Co-administration of Naringin and NLRP3 Inhibitor Improves Myelin Repair and Mitigates Oxidative Stress in Cuprizone-Induced Demyelination Model
Fatemeh Kalaki-Jouybari, Moein Shirzad, Mohammad Javan, Maryam Ghasemi-Kasman, Mehdi PouramirBackground:
Naringin and MCC950 as an inflammasome inhibitor have exhibited numerous pharmacological activities, including antioxidant and anti-inflammatory effects. The present study has examined the combined impacts of naringin and MCC950 on the levels of oxidative stress, demyelination, and inflammation in the cuprizone (CPZ)-induced demyelination model.
Methods:
In order to induce demyelination, CPZ (0.2% w/w) was added to the normal diet of mice for 42 days. Subsequently, the male C57BL/6 mice received naringin (oral administration), MCC950 (intraperitoneal injection), or their combination for 14 days. Working memory was tested by the Y maze. FluoroMyelin staining, MOG, and GFAP immunostaining assessed the demyelination extent, myelin intensity, and astrocyte activation, respectively. Oxidant/antioxidant biomarkers were measured using colorimetric techniques.
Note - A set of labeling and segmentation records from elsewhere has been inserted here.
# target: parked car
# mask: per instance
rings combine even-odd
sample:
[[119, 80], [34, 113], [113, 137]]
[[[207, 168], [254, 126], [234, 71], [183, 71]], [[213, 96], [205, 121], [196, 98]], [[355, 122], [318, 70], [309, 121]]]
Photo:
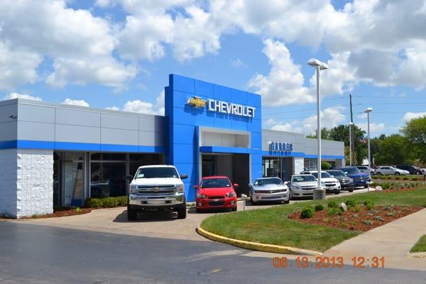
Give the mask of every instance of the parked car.
[[294, 197], [306, 197], [314, 196], [314, 190], [318, 185], [317, 178], [312, 175], [292, 175], [288, 186], [290, 187], [290, 199]]
[[290, 191], [280, 178], [261, 178], [249, 184], [251, 203], [261, 202], [290, 202]]
[[368, 165], [356, 165], [355, 167], [358, 168], [361, 173], [365, 173], [370, 175], [374, 175], [374, 169]]
[[410, 175], [410, 172], [408, 170], [400, 170], [398, 168], [395, 168], [390, 165], [382, 165], [378, 167], [374, 171], [376, 175]]
[[168, 209], [178, 212], [178, 219], [186, 218], [185, 187], [173, 165], [144, 165], [139, 167], [134, 177], [128, 176], [130, 195], [127, 219], [135, 220], [138, 212], [149, 209]]
[[197, 189], [195, 208], [197, 212], [208, 209], [231, 209], [236, 211], [236, 193], [234, 185], [227, 177], [205, 177], [201, 180]]
[[400, 170], [408, 170], [410, 175], [422, 175], [422, 171], [421, 168], [412, 165], [398, 165], [397, 168]]
[[349, 192], [352, 192], [354, 191], [354, 180], [348, 177], [342, 170], [329, 170], [327, 172], [332, 175], [332, 177], [339, 180], [340, 182], [341, 190], [347, 190]]
[[370, 175], [365, 173], [361, 173], [358, 168], [347, 166], [333, 168], [332, 170], [341, 170], [348, 177], [351, 178], [354, 180], [354, 187], [363, 187], [364, 188], [368, 187], [368, 182], [371, 181]]
[[[300, 173], [300, 175], [312, 175], [316, 178], [318, 178], [317, 170], [307, 170]], [[327, 193], [335, 193], [337, 195], [340, 193], [340, 182], [337, 178], [332, 177], [332, 175], [326, 172], [325, 170], [321, 171], [321, 181], [324, 182], [324, 187], [325, 192]]]

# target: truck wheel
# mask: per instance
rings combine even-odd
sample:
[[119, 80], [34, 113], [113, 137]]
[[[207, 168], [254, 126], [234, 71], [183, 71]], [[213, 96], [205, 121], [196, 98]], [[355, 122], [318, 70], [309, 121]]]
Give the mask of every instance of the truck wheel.
[[178, 209], [178, 219], [186, 218], [186, 205]]
[[138, 212], [134, 209], [131, 209], [129, 206], [127, 207], [127, 220], [135, 221], [138, 219]]

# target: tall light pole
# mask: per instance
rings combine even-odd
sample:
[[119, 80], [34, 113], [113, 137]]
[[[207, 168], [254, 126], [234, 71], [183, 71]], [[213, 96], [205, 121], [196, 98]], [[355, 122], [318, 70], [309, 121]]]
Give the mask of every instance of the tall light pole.
[[367, 107], [364, 111], [364, 112], [367, 114], [367, 133], [368, 134], [368, 168], [371, 168], [371, 152], [370, 150], [370, 112], [371, 111], [373, 111], [373, 109], [371, 107]]
[[352, 165], [352, 126], [353, 122], [349, 122], [349, 165]]
[[317, 141], [318, 147], [318, 158], [317, 169], [318, 170], [318, 186], [314, 190], [314, 200], [325, 199], [325, 190], [321, 186], [321, 96], [320, 93], [320, 70], [328, 69], [328, 65], [317, 59], [311, 58], [307, 64], [315, 68], [317, 72]]

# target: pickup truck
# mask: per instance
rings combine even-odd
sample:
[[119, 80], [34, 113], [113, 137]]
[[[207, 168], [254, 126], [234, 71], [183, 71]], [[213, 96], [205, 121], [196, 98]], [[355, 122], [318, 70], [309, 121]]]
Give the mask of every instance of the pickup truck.
[[168, 209], [178, 212], [178, 219], [187, 214], [185, 187], [173, 165], [143, 165], [134, 177], [129, 176], [130, 195], [127, 205], [127, 219], [137, 219], [138, 212], [150, 209]]

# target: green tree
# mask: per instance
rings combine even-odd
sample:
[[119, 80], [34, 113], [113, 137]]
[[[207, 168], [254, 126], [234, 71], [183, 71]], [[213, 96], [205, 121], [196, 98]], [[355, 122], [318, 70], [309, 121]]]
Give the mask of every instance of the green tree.
[[405, 122], [402, 133], [413, 147], [417, 158], [426, 163], [426, 116]]

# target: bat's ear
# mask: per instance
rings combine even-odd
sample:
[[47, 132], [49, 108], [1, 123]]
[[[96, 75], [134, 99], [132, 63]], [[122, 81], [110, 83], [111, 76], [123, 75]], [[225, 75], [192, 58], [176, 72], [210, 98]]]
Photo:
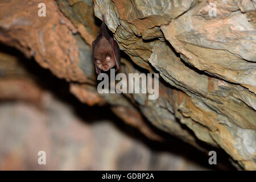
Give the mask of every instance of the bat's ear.
[[111, 46], [112, 47], [113, 55], [115, 62], [115, 66], [117, 69], [120, 69], [120, 49], [119, 49], [118, 44], [114, 39], [111, 38], [110, 39]]

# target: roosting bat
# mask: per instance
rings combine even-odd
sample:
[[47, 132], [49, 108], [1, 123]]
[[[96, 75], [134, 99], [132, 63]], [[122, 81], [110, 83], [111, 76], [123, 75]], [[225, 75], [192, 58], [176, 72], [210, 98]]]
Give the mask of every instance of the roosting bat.
[[97, 74], [99, 74], [101, 70], [107, 71], [115, 65], [117, 70], [120, 69], [120, 49], [117, 43], [108, 32], [104, 15], [102, 15], [102, 23], [97, 38], [92, 42], [92, 47]]

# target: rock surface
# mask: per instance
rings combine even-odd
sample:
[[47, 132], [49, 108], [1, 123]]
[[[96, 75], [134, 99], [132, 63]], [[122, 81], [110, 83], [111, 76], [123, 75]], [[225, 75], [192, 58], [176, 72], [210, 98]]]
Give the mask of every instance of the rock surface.
[[[216, 16], [209, 15], [211, 3]], [[2, 1], [0, 41], [70, 82], [81, 102], [109, 104], [151, 139], [161, 137], [142, 116], [196, 147], [201, 147], [199, 139], [221, 147], [243, 169], [256, 169], [255, 1], [45, 3], [47, 16], [39, 17], [35, 1]], [[121, 72], [159, 73], [158, 100], [97, 92], [90, 46], [98, 28], [93, 12], [99, 18], [105, 15], [123, 51]]]

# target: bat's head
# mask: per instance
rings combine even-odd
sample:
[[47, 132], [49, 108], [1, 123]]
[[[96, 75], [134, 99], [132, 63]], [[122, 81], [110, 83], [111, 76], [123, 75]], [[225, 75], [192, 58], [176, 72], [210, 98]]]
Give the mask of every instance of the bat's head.
[[99, 57], [94, 57], [95, 65], [105, 72], [113, 68], [115, 65], [115, 63], [113, 55], [108, 52], [102, 54]]

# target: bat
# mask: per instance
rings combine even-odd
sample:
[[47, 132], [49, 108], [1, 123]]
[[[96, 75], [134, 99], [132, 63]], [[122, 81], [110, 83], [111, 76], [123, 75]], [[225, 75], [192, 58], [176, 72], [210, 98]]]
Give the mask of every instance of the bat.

The expression levels of MBP, PDGFRα, Olig2, Nrf2, HO-1, NQO-1, GSK3β, IL1β, and IL18 were assessed by reverse transcription-quantitative polymerase chain reaction (RT-qPCR).
Results:
Our results indicated that the co-administration of naringin and MCC950 improved working memory and antioxidant capacity. A significant reduction was found in the extent of demyelination and inflammatory mediatorsin naringin and MCC950-treated mice. In addition, co-administration of naringin and MCC950 elevated the expression levels of pro-myelinating and antioxidant markers.
Conclusion:
These findings indicated improvement of the working memory through co-administration of naringin and MCC950, which might be partly mediated by enhancing antioxidant capacity, promoting remyelination, and mitigating inflammation in the CPZ-induced demyelination model.